Sarah Butler and Shane Hickey 

Restaurants ponder price increases as new tip-sharing law comes into force

Ban on using optional payments to cover costs or boost profits has bosses, and their staff, worried
  
  

Pizza Express restaurant with waitress
Pizza Express has come under fire over its approach to tips. Photograph: Mark Waugh/Alamy

Restaurants are wondering whether to put up food and drink prices or risk legal action over the sharing of tips and service charge payments with workers as new legislation comes in this week.

Taxi firms, hairdressers and hotels, as well as restaurants, pubs and cafes, will be banned from withholding tips paid by customers – whether in cash or by card – and service charge payments from workers. The legislation is being introduced by the government on Tuesday, more than eight years after a ban was first proposed.

The law is designed to boost the earnings of about 2 million waiting staff and other hospitality workers, and follows a series of exposés, many in the Guardian and the Observer, about companies deducting money intended for waiting and kitchen staff from customers’ card payments.

Instead of passing on the service charge, chains including the luxury Ivy Collection have chosen to bump up workers’ hourly pay rate by a set amount, no matter how much is collected during their working hours.

Many businesses have already adjusted their tips policy in the face of pressure from customers to ensure the service charge goes to the workers. However, some are still using the optional payment from clients to boost their profits, and one London chain, Ping Pong, introduced a “brand” fee instead of a service charge before the new rules came in.

With some hospitality businesses automatically adding as much as 15% in service charge – leaving it to customers to opt out – there can be substantial sums at stake.
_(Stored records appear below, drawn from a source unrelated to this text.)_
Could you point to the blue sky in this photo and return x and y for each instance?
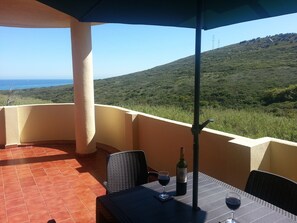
(119, 49)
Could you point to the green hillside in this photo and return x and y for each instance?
(243, 86)
(236, 76)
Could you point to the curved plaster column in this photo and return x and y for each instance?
(83, 87)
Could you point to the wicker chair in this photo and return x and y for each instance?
(126, 170)
(274, 189)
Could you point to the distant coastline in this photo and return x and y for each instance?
(15, 84)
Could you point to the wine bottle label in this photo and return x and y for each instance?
(181, 175)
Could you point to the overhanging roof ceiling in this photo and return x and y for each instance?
(31, 13)
(180, 13)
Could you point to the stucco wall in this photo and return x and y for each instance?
(2, 127)
(161, 140)
(46, 122)
(110, 126)
(283, 158)
(224, 156)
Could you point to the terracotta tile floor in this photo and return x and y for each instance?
(41, 183)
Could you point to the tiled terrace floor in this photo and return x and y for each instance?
(41, 183)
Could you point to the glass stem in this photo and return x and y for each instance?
(232, 215)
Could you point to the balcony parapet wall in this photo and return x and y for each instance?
(225, 156)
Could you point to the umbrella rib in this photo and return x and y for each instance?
(259, 10)
(90, 10)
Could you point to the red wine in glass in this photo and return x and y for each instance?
(163, 178)
(233, 202)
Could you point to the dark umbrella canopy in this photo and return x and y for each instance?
(179, 13)
(198, 14)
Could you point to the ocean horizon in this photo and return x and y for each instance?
(14, 84)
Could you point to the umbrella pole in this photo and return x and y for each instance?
(195, 127)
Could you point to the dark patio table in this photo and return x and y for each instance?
(141, 205)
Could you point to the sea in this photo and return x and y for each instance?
(32, 83)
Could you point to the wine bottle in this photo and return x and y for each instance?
(181, 174)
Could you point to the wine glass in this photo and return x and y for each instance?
(233, 202)
(163, 178)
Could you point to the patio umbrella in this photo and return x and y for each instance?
(198, 14)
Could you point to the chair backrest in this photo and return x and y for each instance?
(274, 189)
(126, 170)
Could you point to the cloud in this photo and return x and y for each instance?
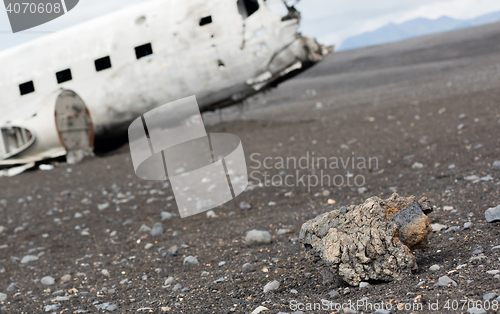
(332, 21)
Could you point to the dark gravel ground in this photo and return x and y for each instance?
(401, 103)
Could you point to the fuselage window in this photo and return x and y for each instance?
(64, 76)
(247, 7)
(206, 20)
(102, 64)
(143, 51)
(27, 88)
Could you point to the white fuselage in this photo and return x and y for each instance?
(213, 62)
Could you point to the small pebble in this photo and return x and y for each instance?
(157, 229)
(257, 237)
(247, 268)
(245, 206)
(363, 284)
(434, 268)
(190, 261)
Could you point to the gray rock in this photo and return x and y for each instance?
(157, 229)
(47, 280)
(468, 225)
(248, 268)
(489, 296)
(333, 294)
(492, 214)
(12, 287)
(437, 227)
(166, 216)
(257, 237)
(61, 299)
(271, 286)
(107, 306)
(362, 190)
(434, 268)
(173, 251)
(29, 258)
(417, 166)
(102, 206)
(205, 274)
(344, 241)
(144, 229)
(221, 279)
(211, 214)
(66, 278)
(445, 281)
(245, 206)
(475, 310)
(478, 250)
(190, 261)
(452, 229)
(51, 307)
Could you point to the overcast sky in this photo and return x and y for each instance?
(331, 21)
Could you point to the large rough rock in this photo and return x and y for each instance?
(371, 241)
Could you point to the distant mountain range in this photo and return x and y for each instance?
(414, 28)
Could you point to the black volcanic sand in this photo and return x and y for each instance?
(399, 103)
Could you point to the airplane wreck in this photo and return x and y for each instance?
(94, 79)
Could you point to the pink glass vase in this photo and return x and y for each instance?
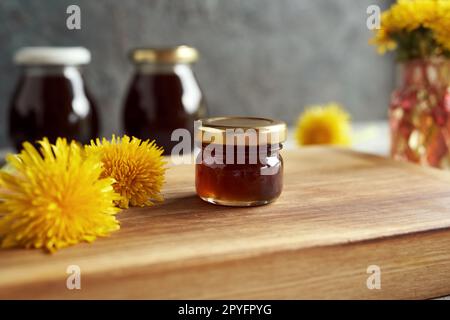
(419, 113)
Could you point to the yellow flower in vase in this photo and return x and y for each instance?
(328, 124)
(54, 198)
(137, 167)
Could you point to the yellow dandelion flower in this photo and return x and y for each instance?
(328, 124)
(136, 166)
(54, 198)
(441, 24)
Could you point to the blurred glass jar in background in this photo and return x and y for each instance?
(51, 99)
(420, 113)
(163, 95)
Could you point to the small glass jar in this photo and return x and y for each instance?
(239, 161)
(51, 99)
(163, 95)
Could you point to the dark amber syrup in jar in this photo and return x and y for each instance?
(52, 102)
(241, 184)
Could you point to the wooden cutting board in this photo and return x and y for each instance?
(340, 212)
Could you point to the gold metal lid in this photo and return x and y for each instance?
(180, 54)
(218, 129)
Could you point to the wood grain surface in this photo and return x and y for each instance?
(340, 212)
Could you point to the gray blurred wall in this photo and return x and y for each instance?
(258, 57)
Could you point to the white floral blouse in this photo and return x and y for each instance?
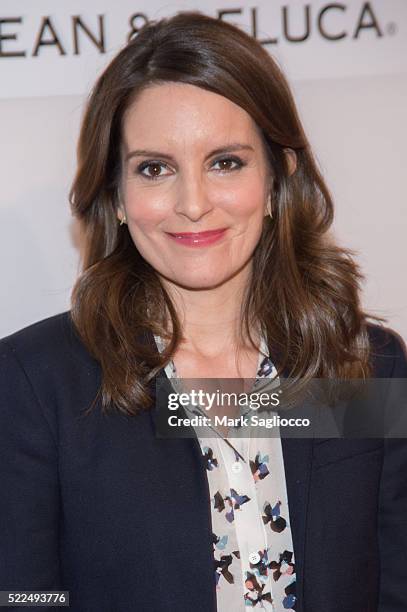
(252, 544)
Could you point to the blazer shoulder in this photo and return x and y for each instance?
(50, 341)
(388, 354)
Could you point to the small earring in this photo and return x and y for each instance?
(268, 207)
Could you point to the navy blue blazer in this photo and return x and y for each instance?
(102, 507)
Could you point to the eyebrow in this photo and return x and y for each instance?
(235, 146)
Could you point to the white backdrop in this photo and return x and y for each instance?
(349, 75)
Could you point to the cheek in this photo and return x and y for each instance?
(246, 201)
(145, 210)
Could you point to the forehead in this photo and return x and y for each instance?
(181, 115)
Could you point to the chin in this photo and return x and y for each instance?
(196, 281)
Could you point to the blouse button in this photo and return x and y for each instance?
(254, 558)
(237, 467)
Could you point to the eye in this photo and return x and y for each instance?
(225, 164)
(151, 165)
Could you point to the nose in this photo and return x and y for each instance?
(193, 198)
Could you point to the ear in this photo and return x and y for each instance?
(119, 213)
(291, 158)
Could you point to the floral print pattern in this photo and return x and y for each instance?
(254, 565)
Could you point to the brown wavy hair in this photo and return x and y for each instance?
(304, 290)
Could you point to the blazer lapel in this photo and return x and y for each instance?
(297, 456)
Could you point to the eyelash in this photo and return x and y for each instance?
(145, 165)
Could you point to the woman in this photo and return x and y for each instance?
(206, 256)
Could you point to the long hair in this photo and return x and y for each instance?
(304, 289)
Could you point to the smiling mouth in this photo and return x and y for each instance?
(197, 238)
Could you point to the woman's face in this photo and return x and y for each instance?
(193, 162)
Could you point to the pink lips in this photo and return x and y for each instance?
(198, 239)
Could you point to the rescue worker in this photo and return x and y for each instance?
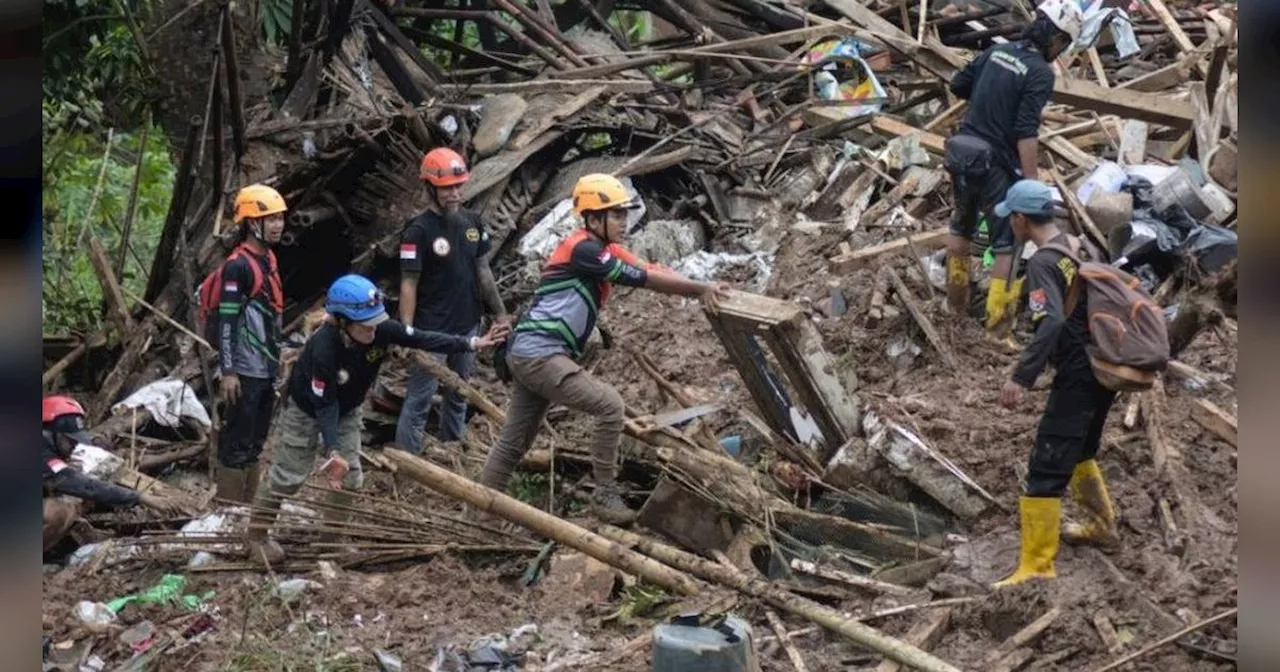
(69, 493)
(444, 274)
(248, 332)
(325, 391)
(549, 338)
(997, 144)
(1070, 429)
A 2022 survey by industry body UK Hospitality found that up to a fifth of businesses were keeping a share of the service charge to help cover their costs.

Kate Nicholls, the chief executive of UK Hospitality, says businesses have “been gradually getting ready for this” and moving towards a code of best practice endorsed by unions.

However, many restaurants struggling with the higher minimum wage and persistent food inflation will have little choice but to recoup costs related to the new legislation by increasing menu prices, reducing portion sizes or cutting costs elsewhere.

“Those that have been using the service charge to pay staff or to partly offset their wage bill are still going to have to pay their staff, but now won’t be able to draw on this cash fund,” says Saxon Moseley, head of leisure and hospitality at consultancy RSM. “And in that scenario, margins will be hit, in some cases fairly drastically.”

Meanwhile lawyers say some businesses are struggling to agree the terms of a “fair” share of tips. Michael Powner, employment partner at Charles Russell Speechlys, says reaching a deal is often a difficult process: “Employers need to ensure that what is agreed is ‘fair’ and that there is rational reasoning in place, while avoiding any potentially discriminatory rules.” Difficult areas, he says, could include whether the tips should be shared with those on maternity or sickness absence and, if so, for how long.

Bryan Simpson, who organises hospitality staff for the Unite union, said he was concerned about businesses imposing unelected individuals and senior managers as heads of tip-pooling committees. He said some chain were “deliberately misinterpreting the new fair tips legislation to suit business needs rather than the workers”.

“We will be doing everything in our power industrially, politically and legally to ensure that any unfair tipping policy is challenged,” he said.

Some workers already fear they may unexpectedly lose out as a result of the new rules, rather than gaining new rights to optional payments from clients.

At Pizza Express, which has faced particular scrutiny over its approach to the distribution of tips, waiters will now have to share their cut of the service charge with salaried managers and shift managers after the chain deemed that the senior staff were legally bound to be included because they occasionally needed to step in and wait on tables.

The restaurant does not levy a service charge unless a table is made up of seven people or more. It uses a “tronc” pooling system to share out the service charge and voluntary tips to staff. The precise sharing of tips is voted on by a staff committee led by a “troncmaster”.

In order to fund that change, the group has reduced waiters’ share of the tips to 68% from 70% and that will now also be shared with managers who wait tables. Non-waiters – largely kitchen staff – will share the remaining 32%.

It is understood that the company plans to review the policy in January and every three months after that.

The owner of the Ivy has previously said: “All cash or credit card tips are kept directly by the member or members of the team who received the tip.”